The 6-foot-5, 233-pound junior stood tall in the pocket in Marshall’s 34-24 loss to Middle Tennessee, but his reads and decision-making took a bit too long.
It should come as no surprise.
After all, this was Thomson’s first live action in 13 months coming back from a shoulder injury. Besides that, there was the adjustment of moving up from FCS at Wagner College and the increased velocity of the game at the FBS level.
So, there was bound to be an adjusting curve.
It showed in Thomson’s uneven performance.
In the first quarter of his debut, Thomson was only 1-for-5 passing for 14 yards with two sacks. But in the second quarter, he improved to 5-for-8 for 52 yards with a touchdown and an interception. Then, in the third period, Thomson struggled while completing only one of four passes for three yards.
But he began to settle in during the fourth quarter, completing 10 of 17 passes for 104 yards with one touchdown, despite getting sacked four times. Thomson finished 17 of 34 for 173 yards with two touchdowns, one interception and six sacks.

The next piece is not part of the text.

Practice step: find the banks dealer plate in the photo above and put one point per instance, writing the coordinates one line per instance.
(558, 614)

None of this is news to Thomson. He is well aware of the highs and lows of his debut.
“Oh, I think it was an up and down performance,” said Thomson, matter-of-factly. “I like to get in a rhythm and I didn’t, but as the game progressed, I got more comfortable playing again.
“That was my first game in a year. I know it’s a lot different, too, between FCS and FBS.”
Yet, he isn’t buying into the premise of FBS play being a lot faster-paced than FCS.
“I would say the speed ... it’s not the same,” said Thomson. “But it’s not like this great jump. I don’t think that was a factor. I think it was just nerves about playing football again. I think that was the biggest thing for me.
“But as the game progressed, I got more comfortable playing and more comfortable with having guys in my face. So, I think that’s something I’ve got to take while moving forward.”
As for rust, he didn’t feel any physically.
“I practiced all week, so there wasn’t really any rust,” said Thomson. “I think it was more game situations. You know, when you are in a red jersey at practice no one can touch you.
“That’s a little different when guys are in your face and you know they can actually hit you. That might have been the most rust for me ... having guys in my face and knowing you have to get rid of the ball, actually. You know they’re not just going to run by you like in practice situations.”
The best news?
Thomson was sore the next day.
“Oh, yeah, I was definitely sore,” he said with a grin. “But it was a good sore. It wasn’t a bad feeling or anything. The hits are what football is all about. I didn’t get hit too hard. My shoulder? It is 100 percent. I could have thrown 40 more times if we had asked for it. I’m all good witah the shoulder.”
And as for not holding the ball so long?
“He’ll do a better job of getting the ball out of his hand this week,” said MU coach Doc Holliday.
Thomson will be better Saturday vs. Old Dominion.